The French Lieutenant's Woman Chapters 34-36 Summary

John Fowles

Chapters 34-36 Summary

Charles visits Mrs. Tranter later that morning. Ernestina is slightly angry with him because he had a long, private talk with her aunt before coming to see her. She is not included in the discussion and is not told the subject of their talk. Then when he finally comes to her, Charles does not comment on her dress or her hair, although she had taken great care to make it look nice just for him. She is even more disturbed when Charles tells her that he must leave immediately for London. She suggests that he have his accountant handle his affairs but he says his business must be conducted in person. Besides, Charles tells her, he must also go visit her father and report the change in his financial status now that his uncle might disinherit him.
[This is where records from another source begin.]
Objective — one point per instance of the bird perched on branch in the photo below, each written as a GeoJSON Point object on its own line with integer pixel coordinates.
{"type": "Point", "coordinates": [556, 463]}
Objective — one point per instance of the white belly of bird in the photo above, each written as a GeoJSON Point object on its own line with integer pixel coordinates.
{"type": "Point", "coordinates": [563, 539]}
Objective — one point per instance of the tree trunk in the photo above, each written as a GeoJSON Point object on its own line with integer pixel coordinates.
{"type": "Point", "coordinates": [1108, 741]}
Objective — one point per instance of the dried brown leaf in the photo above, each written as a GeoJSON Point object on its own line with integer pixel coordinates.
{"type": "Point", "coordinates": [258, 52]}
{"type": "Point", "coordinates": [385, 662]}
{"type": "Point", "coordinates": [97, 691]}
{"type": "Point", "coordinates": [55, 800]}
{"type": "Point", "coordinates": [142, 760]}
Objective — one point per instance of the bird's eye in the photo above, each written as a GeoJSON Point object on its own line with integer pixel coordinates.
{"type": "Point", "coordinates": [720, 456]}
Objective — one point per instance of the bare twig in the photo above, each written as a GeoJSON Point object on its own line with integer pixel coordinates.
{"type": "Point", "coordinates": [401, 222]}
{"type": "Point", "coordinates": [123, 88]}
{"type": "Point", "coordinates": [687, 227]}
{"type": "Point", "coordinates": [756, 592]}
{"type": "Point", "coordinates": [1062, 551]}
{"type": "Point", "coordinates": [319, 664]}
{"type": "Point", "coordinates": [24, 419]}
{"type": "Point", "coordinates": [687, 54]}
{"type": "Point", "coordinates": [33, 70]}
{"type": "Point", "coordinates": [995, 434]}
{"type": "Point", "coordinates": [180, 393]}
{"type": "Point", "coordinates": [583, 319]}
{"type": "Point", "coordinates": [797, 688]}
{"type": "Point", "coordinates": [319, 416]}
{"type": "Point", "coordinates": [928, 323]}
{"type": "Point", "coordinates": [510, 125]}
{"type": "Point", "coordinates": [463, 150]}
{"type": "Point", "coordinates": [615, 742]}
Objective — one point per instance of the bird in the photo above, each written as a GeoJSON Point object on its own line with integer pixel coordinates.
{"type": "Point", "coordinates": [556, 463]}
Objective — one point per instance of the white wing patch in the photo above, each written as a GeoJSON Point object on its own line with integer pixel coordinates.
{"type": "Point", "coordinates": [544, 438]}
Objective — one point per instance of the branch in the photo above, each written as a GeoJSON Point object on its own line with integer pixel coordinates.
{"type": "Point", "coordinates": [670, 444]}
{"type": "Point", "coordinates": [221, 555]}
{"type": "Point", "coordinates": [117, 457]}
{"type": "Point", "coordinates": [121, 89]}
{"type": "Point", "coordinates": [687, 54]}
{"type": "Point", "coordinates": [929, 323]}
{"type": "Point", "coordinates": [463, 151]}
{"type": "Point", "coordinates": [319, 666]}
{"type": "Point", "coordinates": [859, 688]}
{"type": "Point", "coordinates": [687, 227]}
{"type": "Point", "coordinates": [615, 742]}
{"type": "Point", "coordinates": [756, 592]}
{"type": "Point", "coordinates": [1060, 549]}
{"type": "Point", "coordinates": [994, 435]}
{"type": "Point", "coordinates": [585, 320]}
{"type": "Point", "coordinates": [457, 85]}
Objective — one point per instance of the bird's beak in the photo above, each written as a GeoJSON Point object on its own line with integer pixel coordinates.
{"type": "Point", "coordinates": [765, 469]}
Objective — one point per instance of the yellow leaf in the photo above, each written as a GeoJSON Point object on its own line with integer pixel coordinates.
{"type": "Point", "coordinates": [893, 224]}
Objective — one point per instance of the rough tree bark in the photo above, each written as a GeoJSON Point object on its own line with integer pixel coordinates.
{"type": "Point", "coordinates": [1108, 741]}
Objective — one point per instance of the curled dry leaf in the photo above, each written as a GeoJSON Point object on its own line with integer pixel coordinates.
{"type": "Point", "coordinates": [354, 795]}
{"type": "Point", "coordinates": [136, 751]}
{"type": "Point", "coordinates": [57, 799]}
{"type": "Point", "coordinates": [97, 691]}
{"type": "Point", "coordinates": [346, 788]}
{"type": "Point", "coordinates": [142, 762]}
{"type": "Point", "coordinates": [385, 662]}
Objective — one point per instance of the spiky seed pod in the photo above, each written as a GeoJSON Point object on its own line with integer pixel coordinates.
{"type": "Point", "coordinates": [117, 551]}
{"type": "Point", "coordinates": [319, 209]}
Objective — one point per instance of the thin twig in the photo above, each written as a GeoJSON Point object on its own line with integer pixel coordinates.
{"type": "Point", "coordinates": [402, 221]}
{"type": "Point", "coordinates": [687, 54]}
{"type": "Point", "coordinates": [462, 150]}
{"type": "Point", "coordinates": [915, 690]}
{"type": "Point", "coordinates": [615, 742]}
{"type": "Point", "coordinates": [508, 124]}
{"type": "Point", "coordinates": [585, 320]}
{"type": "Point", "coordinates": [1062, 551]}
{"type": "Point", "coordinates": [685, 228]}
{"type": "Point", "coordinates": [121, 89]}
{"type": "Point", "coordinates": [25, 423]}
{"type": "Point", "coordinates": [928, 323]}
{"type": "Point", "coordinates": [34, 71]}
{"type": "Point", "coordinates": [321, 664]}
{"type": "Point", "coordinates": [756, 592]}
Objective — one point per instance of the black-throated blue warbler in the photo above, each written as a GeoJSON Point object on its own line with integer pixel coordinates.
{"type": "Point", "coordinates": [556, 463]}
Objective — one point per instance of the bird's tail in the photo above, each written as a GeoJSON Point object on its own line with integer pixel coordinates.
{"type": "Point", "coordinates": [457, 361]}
Ernestina complains about the visit to her father, too, and teases Charles that his financial status should not affect their marriage. She is certain that his money will make no difference to her father. But Charles says that is beside the point; it is a social convention that he must perform. He does not want her father to think that he is keeping anything from him, especially because now Ernestina will be bringing more money to the marriage than Charles will.

When he finally attempts to leave her, Ernestina makes Charles understand that she is expecting him to kiss her. But Charles cannot do this—he had just kissed Sarah a mere hour or so before this and feels he cannot kiss two women in the same day. However, Charles is sexually aroused by Ernestina, maybe for the first time, when she leans against him. This surprises him. It is not the same feeling he had with Sarah, but it is definitely a physical response he had not intended.

The narrator then provides a comparison between the sexual views of the Victorian Age and the author’s contemporary timeframe (1960s). He explores which society experienced more sexual suppression. Outwardly, he concludes, the Victorian Age was more restricted sexually. However, he points out that there were far more brothels, prostitutes, and marital infidelities in the late nineteenth century than there were in the 1960s. He also states that in some ways, because the people of the Victorian Age were less apt to talk about sex or even think about it, sexual relationships might have been more enjoyable than they were in the age of sexual freedom in the sixties. Having little discussion about sex might have made it much more alluring.

This section concludes with a visit to the rooms Sarah has rented in Exeter. She has found a very modest abode and has used some of the money Charles has given her to buy a few gifts for herself: a teapot, a shawl, and a nightgown, for example. She enjoys her new freedom and realizes that this is the first vacation she has ever had.